Different gods embody different moralities. In the polytheistic-pantheistic religious cosmology that the Chinese martial arts come out of, morality is modular. Each cult to an individual god comes with a kind of pre-package code of conduct and an orientation towards knowledge and being. If you do not like the package, or it is not 'working' for you, switch it out with another deity. Guanyin, Guangong, Sun Wukong, Yei Fei, Nezha, Xi Wangmu, Wusheng Laomu, and hundreds of others. You can also go with an Immortal like Zhang Sanfeng or Lu Dongbin, or even a Fox spirit, since foxes are the one animal that can cultivate the Golden Elixir.

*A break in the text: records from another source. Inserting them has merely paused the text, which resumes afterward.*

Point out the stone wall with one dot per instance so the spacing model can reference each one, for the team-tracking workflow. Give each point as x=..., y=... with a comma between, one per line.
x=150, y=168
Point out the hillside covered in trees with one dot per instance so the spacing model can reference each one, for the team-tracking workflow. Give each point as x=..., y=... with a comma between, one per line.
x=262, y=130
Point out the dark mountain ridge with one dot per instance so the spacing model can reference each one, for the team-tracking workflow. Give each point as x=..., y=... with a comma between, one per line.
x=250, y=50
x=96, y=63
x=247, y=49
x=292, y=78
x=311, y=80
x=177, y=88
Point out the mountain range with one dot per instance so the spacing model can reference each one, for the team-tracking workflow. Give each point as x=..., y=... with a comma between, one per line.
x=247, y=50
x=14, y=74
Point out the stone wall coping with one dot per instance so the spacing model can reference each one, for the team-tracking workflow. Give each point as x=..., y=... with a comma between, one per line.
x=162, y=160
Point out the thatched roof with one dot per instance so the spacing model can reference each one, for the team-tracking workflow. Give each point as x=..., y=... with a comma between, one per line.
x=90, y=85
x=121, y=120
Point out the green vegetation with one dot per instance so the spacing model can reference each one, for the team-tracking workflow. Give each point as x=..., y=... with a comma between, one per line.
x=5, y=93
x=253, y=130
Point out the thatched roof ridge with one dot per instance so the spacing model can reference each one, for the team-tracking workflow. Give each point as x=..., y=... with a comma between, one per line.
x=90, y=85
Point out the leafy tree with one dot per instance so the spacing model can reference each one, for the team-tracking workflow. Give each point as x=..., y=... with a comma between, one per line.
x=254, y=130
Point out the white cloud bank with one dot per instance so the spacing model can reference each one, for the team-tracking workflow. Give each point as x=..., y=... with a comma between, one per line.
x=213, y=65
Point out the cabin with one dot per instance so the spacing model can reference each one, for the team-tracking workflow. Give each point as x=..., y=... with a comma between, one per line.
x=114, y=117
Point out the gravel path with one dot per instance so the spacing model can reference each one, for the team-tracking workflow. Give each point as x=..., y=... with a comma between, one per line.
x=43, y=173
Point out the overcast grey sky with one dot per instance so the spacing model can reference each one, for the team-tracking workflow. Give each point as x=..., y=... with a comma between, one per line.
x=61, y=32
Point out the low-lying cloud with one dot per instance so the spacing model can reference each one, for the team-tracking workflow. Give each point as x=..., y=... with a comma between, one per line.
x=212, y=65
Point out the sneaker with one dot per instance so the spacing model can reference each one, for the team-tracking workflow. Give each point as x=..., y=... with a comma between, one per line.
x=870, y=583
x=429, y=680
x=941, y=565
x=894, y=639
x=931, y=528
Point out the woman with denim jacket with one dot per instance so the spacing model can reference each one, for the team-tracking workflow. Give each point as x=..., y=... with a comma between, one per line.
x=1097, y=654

This is a perfect backdrop for understanding why the Chinese state wanted to regulate the kinds of cults were allowed to exist. The state accepted the modular nature of morality, but they wanted to manage the unruly packages. For example, no vampire or werewolf cults were allowed. A large cult was potentially dangerous. A small weird cult was potentially dangerous too. At some point in the first 300 years of the Daoist religion (before 350 CE) the state realized that Daoists were ideally suited to play this regulatory role. For most of the last 1700 years, Daoists have been the main official government regulators of religion. We might even say that Daoists are a type of celestial bureaucracy that survived across eight dynasties. They used the ideas of the Daodejing to do this. At times in this long history, Buddhists and other ritual experts took on the job too. 

Anyway, I had not thought of morality as modular before. Morality can be externalized. It can can be switched out. But probably not as easily as nihilists and existentialists think. Morality needs a package that includes precepts, an orientation towards life, and a group of people who are publicly avowing the same package. But what a fascinating idea that we could switch it up if we lived in a place with many cults.